Derer folgen viele weitere. Der große Marsch (2010) handelt von den Nöten des Stückeschreibers im Betrieb des politischen Theaters. Es wird von ihm gefordert, komplexe Verhältnisse in kompakte Szenen zu quetschen. Aber wie? Die Theater wollen bei Auftragsarbeiten einen aktuellen Bezug – doch Aktualität vergeht! Hetzt man so nicht immer nur hinterher? Und am Ende steht noch das Problem, dass Botschaften vom Publikum völlig missverstanden werden.

So etwas könnte trocken werden. Wird es bei Lotz aber nicht. Der 1981 geborene Autor ist vielfach belobigt. 2014 wurde am Akademietheater Die lächerliche Finsternis uraufgeführt, für das er einen Nestroy erhielt. Regisseur Dusan David Parizeks Inszenierung sparte damals nicht mit Exzentrik, das tut Martina Gredlers auch nicht.

In Kurzszenen wuseln 21 Figuren auf der Bühne des Burgtheater-Kasinos. Die Ausstattung (Anna-Luisa Vieregge, Claudia Vallant) setzt auf manch berückenden Einfall. Zum Beispiel beim ALS-kranken Dichter: Er kann nur mehr seine Augen bewegen, um einen Sprachcomputer zu steuern. Also wird er ganz auf die Glotzerchen reduziert. Tiefblau und übergroß schlagen sie auf der Bühne die Lider auf und nieder.

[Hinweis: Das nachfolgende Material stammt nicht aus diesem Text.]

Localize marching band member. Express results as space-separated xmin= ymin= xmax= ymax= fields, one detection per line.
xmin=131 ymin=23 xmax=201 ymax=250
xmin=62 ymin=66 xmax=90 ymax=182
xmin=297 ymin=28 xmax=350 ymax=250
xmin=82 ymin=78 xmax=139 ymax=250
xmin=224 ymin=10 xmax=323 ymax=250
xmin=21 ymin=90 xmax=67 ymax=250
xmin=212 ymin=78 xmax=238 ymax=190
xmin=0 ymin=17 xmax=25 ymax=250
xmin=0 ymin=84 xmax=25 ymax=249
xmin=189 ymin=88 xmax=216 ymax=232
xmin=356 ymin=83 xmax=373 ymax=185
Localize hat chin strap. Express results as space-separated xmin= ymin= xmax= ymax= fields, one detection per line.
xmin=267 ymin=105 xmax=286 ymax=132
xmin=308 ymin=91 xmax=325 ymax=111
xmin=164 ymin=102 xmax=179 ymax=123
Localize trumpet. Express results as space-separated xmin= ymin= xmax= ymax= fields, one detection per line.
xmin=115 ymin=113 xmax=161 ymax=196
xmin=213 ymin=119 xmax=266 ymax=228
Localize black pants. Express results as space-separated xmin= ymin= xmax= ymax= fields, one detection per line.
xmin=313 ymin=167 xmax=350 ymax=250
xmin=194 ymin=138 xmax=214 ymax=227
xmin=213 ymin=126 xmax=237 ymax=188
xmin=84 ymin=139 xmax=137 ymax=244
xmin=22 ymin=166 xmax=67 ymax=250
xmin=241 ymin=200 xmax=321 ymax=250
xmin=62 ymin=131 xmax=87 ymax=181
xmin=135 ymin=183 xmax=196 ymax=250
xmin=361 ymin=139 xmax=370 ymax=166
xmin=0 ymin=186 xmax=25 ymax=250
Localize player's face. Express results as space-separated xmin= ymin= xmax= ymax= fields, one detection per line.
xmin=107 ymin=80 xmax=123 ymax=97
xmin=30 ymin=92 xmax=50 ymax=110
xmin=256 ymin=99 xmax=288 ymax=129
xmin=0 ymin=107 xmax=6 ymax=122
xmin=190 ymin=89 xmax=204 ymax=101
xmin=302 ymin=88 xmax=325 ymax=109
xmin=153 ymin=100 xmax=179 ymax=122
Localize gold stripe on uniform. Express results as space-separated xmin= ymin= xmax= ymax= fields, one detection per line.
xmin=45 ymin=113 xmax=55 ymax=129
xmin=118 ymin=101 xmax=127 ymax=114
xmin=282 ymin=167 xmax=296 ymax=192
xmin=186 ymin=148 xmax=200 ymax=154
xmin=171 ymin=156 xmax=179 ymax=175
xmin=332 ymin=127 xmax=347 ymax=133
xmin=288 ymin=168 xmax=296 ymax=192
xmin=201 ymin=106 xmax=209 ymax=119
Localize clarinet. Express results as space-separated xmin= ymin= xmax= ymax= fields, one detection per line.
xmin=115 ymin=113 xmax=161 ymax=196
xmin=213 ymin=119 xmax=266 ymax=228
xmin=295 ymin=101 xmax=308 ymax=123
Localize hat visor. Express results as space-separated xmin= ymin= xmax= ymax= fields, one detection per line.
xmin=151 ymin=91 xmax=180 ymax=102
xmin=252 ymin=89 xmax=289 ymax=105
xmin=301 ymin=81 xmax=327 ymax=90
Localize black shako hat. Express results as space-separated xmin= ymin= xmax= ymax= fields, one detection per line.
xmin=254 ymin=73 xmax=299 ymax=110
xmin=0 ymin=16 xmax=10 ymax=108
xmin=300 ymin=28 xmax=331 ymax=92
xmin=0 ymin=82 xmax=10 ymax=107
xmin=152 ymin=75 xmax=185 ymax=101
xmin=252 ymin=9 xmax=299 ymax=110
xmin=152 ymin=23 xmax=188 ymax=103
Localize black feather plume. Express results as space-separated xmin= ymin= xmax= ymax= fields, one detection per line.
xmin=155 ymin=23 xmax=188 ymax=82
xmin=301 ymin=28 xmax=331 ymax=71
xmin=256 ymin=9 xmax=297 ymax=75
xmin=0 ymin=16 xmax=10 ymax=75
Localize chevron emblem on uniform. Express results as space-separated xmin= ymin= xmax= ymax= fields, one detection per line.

"Müssen etwas herausholen"

Acht Darsteller, sechs davon Studierende der Wiener MUK, teilen sich die Rollen. Allen voran ist Lukas Weiss zu entdecken – er hat einen tollen Duktus, eigenständige Gesten. Als cholerischer Regisseur tobt er auf einem Tretauto in einem wahren Gewitter aus Effekten herum und schreit: "Das Theater muss etwas herausholen aus dem Stück. Wir müssen es rausholen!" Das Wort reicht ihm nicht. Kann es sein, dass Wolfram Lotz manchmal mit der Inszenierung seiner eigenen Stücke hadert?

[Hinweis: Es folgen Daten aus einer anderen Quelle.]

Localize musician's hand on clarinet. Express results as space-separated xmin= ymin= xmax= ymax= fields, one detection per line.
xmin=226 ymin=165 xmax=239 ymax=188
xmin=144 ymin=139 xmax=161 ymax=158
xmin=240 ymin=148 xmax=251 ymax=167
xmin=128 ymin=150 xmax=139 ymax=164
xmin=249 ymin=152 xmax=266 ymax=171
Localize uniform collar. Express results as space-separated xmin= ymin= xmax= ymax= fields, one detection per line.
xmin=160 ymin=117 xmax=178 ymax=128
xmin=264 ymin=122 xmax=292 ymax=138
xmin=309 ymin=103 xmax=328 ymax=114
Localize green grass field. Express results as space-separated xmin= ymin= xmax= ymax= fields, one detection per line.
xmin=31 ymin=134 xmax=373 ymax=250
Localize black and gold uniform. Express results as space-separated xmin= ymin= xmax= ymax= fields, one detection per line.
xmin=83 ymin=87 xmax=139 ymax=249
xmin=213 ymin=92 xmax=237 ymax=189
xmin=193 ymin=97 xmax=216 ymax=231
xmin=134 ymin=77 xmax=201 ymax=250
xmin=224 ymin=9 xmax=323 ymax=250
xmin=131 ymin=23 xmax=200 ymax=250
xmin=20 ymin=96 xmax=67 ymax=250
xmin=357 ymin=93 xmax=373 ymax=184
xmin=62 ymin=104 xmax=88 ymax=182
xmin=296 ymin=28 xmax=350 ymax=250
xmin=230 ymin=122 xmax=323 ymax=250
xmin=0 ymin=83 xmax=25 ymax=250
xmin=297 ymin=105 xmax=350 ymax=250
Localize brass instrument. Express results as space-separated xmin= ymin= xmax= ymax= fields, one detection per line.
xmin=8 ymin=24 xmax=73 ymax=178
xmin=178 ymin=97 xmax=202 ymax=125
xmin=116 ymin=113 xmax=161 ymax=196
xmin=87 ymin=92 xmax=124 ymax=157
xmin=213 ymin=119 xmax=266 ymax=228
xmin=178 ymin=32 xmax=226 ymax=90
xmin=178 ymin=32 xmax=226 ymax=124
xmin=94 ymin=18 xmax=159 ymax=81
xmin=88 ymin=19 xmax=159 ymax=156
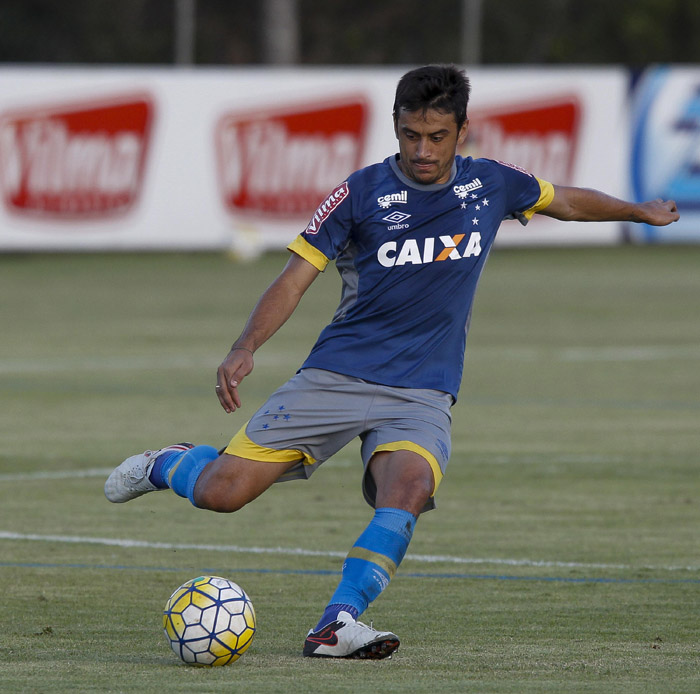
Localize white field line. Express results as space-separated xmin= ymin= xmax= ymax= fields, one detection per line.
xmin=0 ymin=530 xmax=697 ymax=573
xmin=1 ymin=345 xmax=699 ymax=376
xmin=1 ymin=468 xmax=698 ymax=572
xmin=0 ymin=468 xmax=113 ymax=482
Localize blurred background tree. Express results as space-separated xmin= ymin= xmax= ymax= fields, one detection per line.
xmin=0 ymin=0 xmax=698 ymax=66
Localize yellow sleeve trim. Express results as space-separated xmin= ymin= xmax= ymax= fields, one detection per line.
xmin=372 ymin=441 xmax=443 ymax=497
xmin=521 ymin=178 xmax=555 ymax=220
xmin=287 ymin=235 xmax=331 ymax=272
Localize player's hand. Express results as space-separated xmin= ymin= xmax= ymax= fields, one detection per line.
xmin=636 ymin=198 xmax=680 ymax=226
xmin=215 ymin=347 xmax=254 ymax=413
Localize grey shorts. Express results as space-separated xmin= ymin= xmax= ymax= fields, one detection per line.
xmin=225 ymin=368 xmax=452 ymax=511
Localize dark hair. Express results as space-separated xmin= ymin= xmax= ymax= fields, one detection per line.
xmin=393 ymin=64 xmax=471 ymax=131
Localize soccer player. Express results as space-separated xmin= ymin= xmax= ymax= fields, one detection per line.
xmin=105 ymin=65 xmax=679 ymax=659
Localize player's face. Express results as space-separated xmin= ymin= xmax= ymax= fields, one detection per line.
xmin=394 ymin=107 xmax=468 ymax=185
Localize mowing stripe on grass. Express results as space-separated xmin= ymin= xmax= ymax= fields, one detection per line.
xmin=1 ymin=560 xmax=699 ymax=585
xmin=1 ymin=530 xmax=698 ymax=573
xmin=1 ymin=344 xmax=698 ymax=375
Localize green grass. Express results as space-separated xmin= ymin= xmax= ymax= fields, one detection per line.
xmin=1 ymin=246 xmax=698 ymax=693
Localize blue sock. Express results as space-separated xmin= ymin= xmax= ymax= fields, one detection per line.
xmin=150 ymin=445 xmax=218 ymax=507
xmin=314 ymin=507 xmax=416 ymax=631
xmin=149 ymin=449 xmax=186 ymax=489
xmin=314 ymin=603 xmax=359 ymax=631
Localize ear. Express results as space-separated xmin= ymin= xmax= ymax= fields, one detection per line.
xmin=393 ymin=114 xmax=399 ymax=139
xmin=457 ymin=118 xmax=469 ymax=146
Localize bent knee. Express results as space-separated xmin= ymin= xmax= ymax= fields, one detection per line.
xmin=370 ymin=450 xmax=436 ymax=514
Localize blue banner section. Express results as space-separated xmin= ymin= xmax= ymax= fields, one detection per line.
xmin=631 ymin=66 xmax=700 ymax=242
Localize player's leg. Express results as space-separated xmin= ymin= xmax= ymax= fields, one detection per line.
xmin=104 ymin=442 xmax=298 ymax=511
xmin=302 ymin=449 xmax=434 ymax=659
xmin=105 ymin=370 xmax=323 ymax=509
xmin=313 ymin=450 xmax=434 ymax=622
xmin=304 ymin=385 xmax=451 ymax=659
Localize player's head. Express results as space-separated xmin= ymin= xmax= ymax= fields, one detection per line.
xmin=392 ymin=65 xmax=471 ymax=185
xmin=393 ymin=64 xmax=471 ymax=132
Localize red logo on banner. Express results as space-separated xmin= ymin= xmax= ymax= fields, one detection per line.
xmin=215 ymin=98 xmax=368 ymax=217
xmin=0 ymin=95 xmax=154 ymax=218
xmin=463 ymin=97 xmax=581 ymax=183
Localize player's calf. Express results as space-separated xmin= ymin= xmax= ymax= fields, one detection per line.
xmin=192 ymin=454 xmax=298 ymax=512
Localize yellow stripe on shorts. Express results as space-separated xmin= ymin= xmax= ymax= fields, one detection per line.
xmin=372 ymin=440 xmax=444 ymax=497
xmin=224 ymin=421 xmax=316 ymax=465
xmin=346 ymin=546 xmax=398 ymax=579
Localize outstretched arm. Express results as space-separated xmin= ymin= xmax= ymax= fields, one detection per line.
xmin=539 ymin=185 xmax=680 ymax=226
xmin=215 ymin=252 xmax=321 ymax=413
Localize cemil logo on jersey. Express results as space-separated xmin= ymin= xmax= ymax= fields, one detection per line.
xmin=453 ymin=178 xmax=483 ymax=199
xmin=462 ymin=97 xmax=581 ymax=183
xmin=216 ymin=97 xmax=368 ymax=217
xmin=0 ymin=95 xmax=154 ymax=218
xmin=377 ymin=190 xmax=407 ymax=208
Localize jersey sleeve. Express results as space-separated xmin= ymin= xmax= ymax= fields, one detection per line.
xmin=492 ymin=160 xmax=555 ymax=226
xmin=287 ymin=180 xmax=354 ymax=271
xmin=520 ymin=178 xmax=555 ymax=221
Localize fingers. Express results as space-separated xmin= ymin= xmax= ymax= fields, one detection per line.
xmin=215 ymin=372 xmax=237 ymax=414
xmin=215 ymin=368 xmax=240 ymax=414
xmin=662 ymin=198 xmax=680 ymax=223
xmin=645 ymin=198 xmax=680 ymax=226
xmin=215 ymin=350 xmax=254 ymax=413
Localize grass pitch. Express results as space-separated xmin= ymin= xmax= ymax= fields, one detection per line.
xmin=0 ymin=245 xmax=698 ymax=693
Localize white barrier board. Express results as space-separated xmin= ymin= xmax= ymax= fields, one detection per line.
xmin=0 ymin=67 xmax=628 ymax=252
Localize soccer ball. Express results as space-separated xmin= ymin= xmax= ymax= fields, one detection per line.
xmin=163 ymin=575 xmax=256 ymax=666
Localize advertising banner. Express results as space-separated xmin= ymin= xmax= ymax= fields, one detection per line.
xmin=0 ymin=67 xmax=628 ymax=252
xmin=630 ymin=65 xmax=700 ymax=242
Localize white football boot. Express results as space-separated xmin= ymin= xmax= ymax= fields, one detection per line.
xmin=104 ymin=443 xmax=193 ymax=503
xmin=302 ymin=611 xmax=400 ymax=659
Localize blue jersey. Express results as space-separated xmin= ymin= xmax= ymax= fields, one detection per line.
xmin=288 ymin=154 xmax=553 ymax=401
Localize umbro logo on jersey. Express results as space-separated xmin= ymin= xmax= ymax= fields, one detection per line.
xmin=453 ymin=178 xmax=483 ymax=199
xmin=383 ymin=210 xmax=411 ymax=224
xmin=377 ymin=232 xmax=482 ymax=267
xmin=382 ymin=210 xmax=411 ymax=230
xmin=377 ymin=190 xmax=408 ymax=208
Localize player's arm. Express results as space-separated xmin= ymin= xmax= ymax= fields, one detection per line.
xmin=538 ymin=185 xmax=680 ymax=226
xmin=215 ymin=252 xmax=321 ymax=413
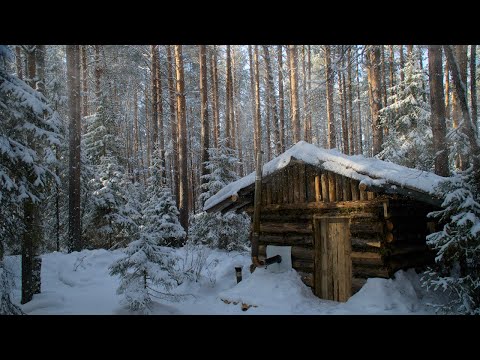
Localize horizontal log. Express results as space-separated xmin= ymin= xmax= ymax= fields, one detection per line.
xmin=351 ymin=252 xmax=384 ymax=266
xmin=260 ymin=222 xmax=312 ymax=234
xmin=350 ymin=221 xmax=384 ymax=234
xmin=386 ymin=232 xmax=394 ymax=243
xmin=298 ymin=271 xmax=314 ymax=287
xmin=259 ymin=234 xmax=314 ymax=246
xmin=353 ymin=265 xmax=390 ymax=278
xmin=260 ymin=213 xmax=313 ymax=221
xmin=352 ymin=277 xmax=367 ymax=294
xmin=292 ymin=259 xmax=314 ymax=272
xmin=385 ymin=220 xmax=394 ymax=232
xmin=245 ymin=199 xmax=389 ymax=213
xmin=291 ymin=246 xmax=314 ymax=261
xmin=388 ymin=245 xmax=429 ymax=256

Gredlers Nummernrevue spielt mit Dissonanzen (schiefen Fan faren), Buntheit und Übertreibung. Auch mit Sprachauffälligkeiten: Es sächselt, berlinert und westösterreichert. Nur Effekte? Jein. Man tobt sich aus, wirkt hie und da nicht ganz geschliffen.

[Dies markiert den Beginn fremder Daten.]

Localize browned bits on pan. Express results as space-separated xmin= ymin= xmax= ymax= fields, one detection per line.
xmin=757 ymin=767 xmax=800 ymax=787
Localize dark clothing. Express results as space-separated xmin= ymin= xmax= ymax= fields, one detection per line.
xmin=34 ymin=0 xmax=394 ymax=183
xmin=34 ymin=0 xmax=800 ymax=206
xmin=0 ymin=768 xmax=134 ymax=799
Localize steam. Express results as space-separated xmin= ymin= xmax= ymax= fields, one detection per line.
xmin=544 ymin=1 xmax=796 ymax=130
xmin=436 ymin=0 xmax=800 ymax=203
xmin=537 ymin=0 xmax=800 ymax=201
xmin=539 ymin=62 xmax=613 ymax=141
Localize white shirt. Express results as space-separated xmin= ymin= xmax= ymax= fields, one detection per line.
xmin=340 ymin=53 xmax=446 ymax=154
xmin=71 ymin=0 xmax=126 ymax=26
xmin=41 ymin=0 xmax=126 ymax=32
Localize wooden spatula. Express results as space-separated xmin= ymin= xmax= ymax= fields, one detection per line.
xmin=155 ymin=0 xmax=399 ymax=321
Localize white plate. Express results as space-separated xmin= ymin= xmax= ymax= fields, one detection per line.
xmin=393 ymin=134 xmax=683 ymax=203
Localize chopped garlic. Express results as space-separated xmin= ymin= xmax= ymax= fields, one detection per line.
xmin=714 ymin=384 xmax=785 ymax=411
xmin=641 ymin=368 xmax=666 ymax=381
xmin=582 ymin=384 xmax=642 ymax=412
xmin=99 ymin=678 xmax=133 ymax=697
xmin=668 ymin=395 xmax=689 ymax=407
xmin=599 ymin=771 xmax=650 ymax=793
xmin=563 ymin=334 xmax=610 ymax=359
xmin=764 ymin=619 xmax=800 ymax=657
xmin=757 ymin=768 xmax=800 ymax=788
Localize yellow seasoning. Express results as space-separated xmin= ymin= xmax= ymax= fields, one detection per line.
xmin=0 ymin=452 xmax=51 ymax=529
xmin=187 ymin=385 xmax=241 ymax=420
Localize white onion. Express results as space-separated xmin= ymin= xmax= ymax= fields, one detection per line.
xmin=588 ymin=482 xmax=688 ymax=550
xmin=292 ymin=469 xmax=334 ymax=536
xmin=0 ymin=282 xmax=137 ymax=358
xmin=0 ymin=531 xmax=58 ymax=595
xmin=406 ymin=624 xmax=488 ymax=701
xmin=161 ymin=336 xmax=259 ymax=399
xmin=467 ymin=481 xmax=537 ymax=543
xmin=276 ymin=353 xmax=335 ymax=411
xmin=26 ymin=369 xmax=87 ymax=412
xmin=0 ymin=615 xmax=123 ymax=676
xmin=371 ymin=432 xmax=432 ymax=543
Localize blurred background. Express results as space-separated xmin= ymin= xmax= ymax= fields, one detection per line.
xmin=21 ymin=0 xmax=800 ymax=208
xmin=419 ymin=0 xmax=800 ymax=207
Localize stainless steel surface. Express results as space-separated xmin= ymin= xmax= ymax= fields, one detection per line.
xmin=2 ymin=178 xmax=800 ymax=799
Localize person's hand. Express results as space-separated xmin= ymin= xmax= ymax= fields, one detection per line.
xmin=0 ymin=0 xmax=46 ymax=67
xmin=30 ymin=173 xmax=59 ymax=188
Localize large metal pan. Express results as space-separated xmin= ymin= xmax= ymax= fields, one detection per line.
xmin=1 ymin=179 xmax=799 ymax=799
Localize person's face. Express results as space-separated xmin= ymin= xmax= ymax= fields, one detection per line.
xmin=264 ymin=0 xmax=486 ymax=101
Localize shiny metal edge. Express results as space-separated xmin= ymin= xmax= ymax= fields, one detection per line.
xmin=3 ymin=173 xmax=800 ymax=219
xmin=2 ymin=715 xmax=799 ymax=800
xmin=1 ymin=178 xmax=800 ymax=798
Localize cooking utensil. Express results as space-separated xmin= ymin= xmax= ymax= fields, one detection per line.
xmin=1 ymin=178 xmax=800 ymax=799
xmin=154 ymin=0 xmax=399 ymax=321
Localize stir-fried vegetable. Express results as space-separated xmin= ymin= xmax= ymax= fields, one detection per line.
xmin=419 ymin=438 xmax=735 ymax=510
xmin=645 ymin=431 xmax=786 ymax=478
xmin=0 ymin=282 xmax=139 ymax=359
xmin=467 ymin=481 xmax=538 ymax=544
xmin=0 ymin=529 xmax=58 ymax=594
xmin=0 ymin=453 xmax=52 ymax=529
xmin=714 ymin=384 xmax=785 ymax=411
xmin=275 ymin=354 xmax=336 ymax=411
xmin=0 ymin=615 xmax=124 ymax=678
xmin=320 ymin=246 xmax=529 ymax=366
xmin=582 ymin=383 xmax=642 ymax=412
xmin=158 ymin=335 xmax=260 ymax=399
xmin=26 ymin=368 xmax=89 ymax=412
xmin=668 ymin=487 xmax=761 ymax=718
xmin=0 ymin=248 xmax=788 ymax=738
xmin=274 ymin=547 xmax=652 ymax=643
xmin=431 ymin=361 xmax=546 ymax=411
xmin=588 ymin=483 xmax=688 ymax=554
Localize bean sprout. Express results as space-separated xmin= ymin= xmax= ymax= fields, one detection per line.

Eine als "Schauspielerin" betitelte Figur mit belehrendem, anklagendem Tonfall (sie fungiert als Metapher für politisches Theater) streitet ständig mit den Menschen, auf die sie trifft. Doch was bleibt ihr übrig, wenn nur das Theater "die einzig kritische Institution" in der Gesellschaft ist?

Lotz nimmt den Betrieb aufs Korn. Die Selbstüberbeanspruchung des Theaters als moralische, politische Anstalt. Die eigene Heroisierung darob. Ganz entkommt die Aufführung dem Kritisierten aber nicht: Statt Gemüsebratlingen (im Original) werden Punschkrapfen im Publikum verteilt. Außen glänzend türkis, innen richtig schön braun. (Michael Wurmitzer, 18.5.2018)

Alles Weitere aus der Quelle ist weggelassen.